危機管理の要諦ははじめにドーンと大きく厳しい網をかけて、改善したところから緩めることにある。小池東京都知事はこの週末二十八日と二十九日に不要不急の外出を控えるよう都民に要請した。大きく厳しい網である。

次が個々の問題で、わたしのばあいだと日課としている上野公園でのジョギングで、さいわいOKとのことだった。これをジョギングの可否といったところから不要不急の外出を協議するとなるとまとまる話もまとまらない。

危機にあって経済対策も例外ではない。米国トランプ政権は新型コロナウイルスの感染拡大による経済への影響を和らげるため総額二兆ドル(二百二十兆円)にのぼる大型予算を計画し、議会で成立するはこびとなった。

安倍政権も緊急経済対策として国の財政支出リーマン・ショック後の対策の十五兆円を上回る金額とし、民間支出も含めた事業規模を三十兆円超にする方向で調整に入っているという。それはけっこうだけれど、富裕層はどうする、現金給付か商品券かなどの問題をあれこれ議論しているようで米国にくらべてずいぶんのんびりしている感は否めない。そうしてこの段階で和牛商品券だ、いや高級魚介類商品券だ、コロナウイルス禍が収束した際の旅行補助券はいくらがよろしいか、なんて騒いでいる国会のほうの先生方の季節外れの奮闘ぶりもニュースになっている。なんだか公園でのジョギングの可否から不要不急の外出を協議しているみたいだ。

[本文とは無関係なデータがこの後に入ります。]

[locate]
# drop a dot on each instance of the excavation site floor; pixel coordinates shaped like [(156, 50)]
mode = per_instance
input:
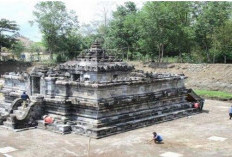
[(201, 135)]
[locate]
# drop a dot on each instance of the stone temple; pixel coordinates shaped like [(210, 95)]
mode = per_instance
[(95, 95)]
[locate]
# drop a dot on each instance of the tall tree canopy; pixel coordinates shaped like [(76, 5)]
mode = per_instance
[(8, 33), (58, 26)]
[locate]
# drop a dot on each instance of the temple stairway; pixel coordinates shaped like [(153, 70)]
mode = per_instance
[(20, 118)]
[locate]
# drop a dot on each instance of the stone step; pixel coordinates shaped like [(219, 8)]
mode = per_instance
[(126, 126), (130, 116), (9, 124)]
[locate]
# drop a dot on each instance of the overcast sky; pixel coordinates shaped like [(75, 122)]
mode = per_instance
[(87, 11)]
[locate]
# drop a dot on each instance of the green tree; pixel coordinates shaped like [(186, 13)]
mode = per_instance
[(8, 33), (122, 31), (210, 17), (156, 24), (56, 24), (222, 42), (18, 48)]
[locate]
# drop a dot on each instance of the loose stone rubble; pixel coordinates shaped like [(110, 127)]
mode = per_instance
[(96, 95)]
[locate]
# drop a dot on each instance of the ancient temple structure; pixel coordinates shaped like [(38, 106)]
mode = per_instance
[(95, 95)]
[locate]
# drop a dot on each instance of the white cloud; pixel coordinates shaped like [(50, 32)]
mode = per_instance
[(87, 11)]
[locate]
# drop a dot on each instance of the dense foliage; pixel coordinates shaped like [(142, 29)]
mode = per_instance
[(182, 31), (8, 33), (189, 31)]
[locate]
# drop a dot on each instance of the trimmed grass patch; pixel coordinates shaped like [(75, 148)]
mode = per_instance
[(214, 94)]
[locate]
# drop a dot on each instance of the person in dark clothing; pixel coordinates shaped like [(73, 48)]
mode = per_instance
[(230, 112), (157, 138), (25, 98)]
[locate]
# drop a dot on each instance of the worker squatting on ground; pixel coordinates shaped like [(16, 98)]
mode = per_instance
[(25, 97), (157, 138), (230, 112)]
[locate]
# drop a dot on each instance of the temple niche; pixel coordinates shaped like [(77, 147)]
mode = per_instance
[(96, 95)]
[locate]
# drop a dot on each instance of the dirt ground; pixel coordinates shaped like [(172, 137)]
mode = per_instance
[(206, 134), (200, 76)]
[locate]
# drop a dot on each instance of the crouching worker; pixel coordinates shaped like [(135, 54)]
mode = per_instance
[(230, 112), (47, 120), (157, 138), (25, 99)]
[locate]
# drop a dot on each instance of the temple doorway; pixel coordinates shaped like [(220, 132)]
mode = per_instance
[(36, 85)]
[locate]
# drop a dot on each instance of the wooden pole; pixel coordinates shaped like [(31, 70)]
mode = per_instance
[(89, 147)]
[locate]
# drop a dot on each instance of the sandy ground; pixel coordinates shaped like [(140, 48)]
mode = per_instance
[(206, 134)]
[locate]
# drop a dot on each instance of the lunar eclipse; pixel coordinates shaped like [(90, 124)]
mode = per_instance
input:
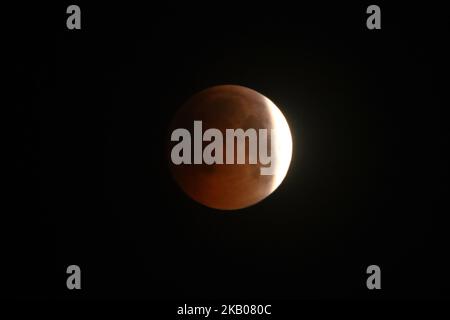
[(233, 186)]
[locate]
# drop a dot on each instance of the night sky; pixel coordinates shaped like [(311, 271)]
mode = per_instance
[(368, 182)]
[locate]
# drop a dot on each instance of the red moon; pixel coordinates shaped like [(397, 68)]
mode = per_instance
[(232, 186)]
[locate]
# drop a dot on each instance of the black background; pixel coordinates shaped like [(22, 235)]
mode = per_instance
[(367, 183)]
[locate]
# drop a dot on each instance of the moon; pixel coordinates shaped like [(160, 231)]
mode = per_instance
[(232, 186)]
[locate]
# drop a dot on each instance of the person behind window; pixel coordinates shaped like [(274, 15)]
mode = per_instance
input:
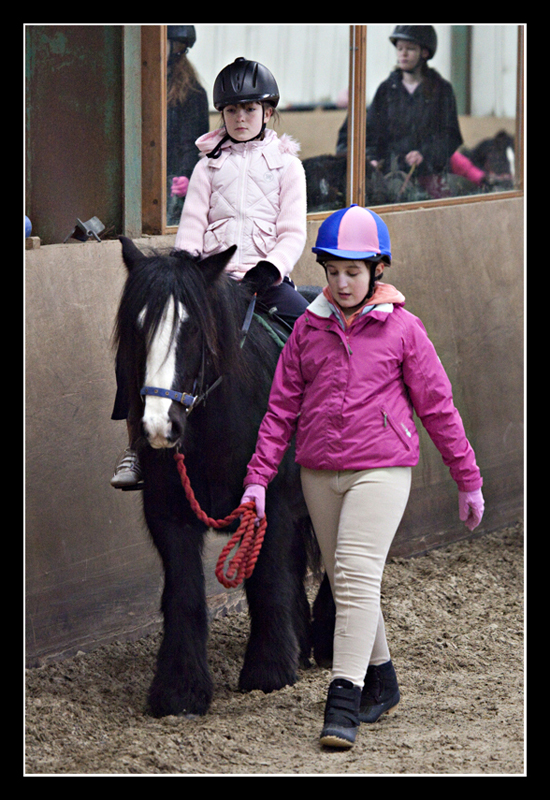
[(186, 118), (412, 122)]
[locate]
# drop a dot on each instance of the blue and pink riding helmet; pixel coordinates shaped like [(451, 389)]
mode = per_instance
[(353, 233)]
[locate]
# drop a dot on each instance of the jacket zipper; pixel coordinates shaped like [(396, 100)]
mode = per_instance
[(401, 432)]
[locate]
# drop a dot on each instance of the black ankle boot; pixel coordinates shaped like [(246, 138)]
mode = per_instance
[(380, 693), (341, 714)]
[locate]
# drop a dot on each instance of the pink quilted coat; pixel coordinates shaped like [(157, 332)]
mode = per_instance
[(348, 393), (254, 196)]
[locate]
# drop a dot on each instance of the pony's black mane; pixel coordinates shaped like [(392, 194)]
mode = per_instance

ギリシアの哲学者クセノクラテスがずいぶん年老いてからも熱心に学校の勉強をしているのを見て、ある人が「いまだに学習しているなんて、この人は、いつになったら知恵がつくのだろう」といったとか。和牛や魚介類の商品券の先生方はいまだに経済対策の学習をされているのか、あるいは知恵はあっても商品券第一で失業者や中小企業の資金繰りの問題は二の次らしい。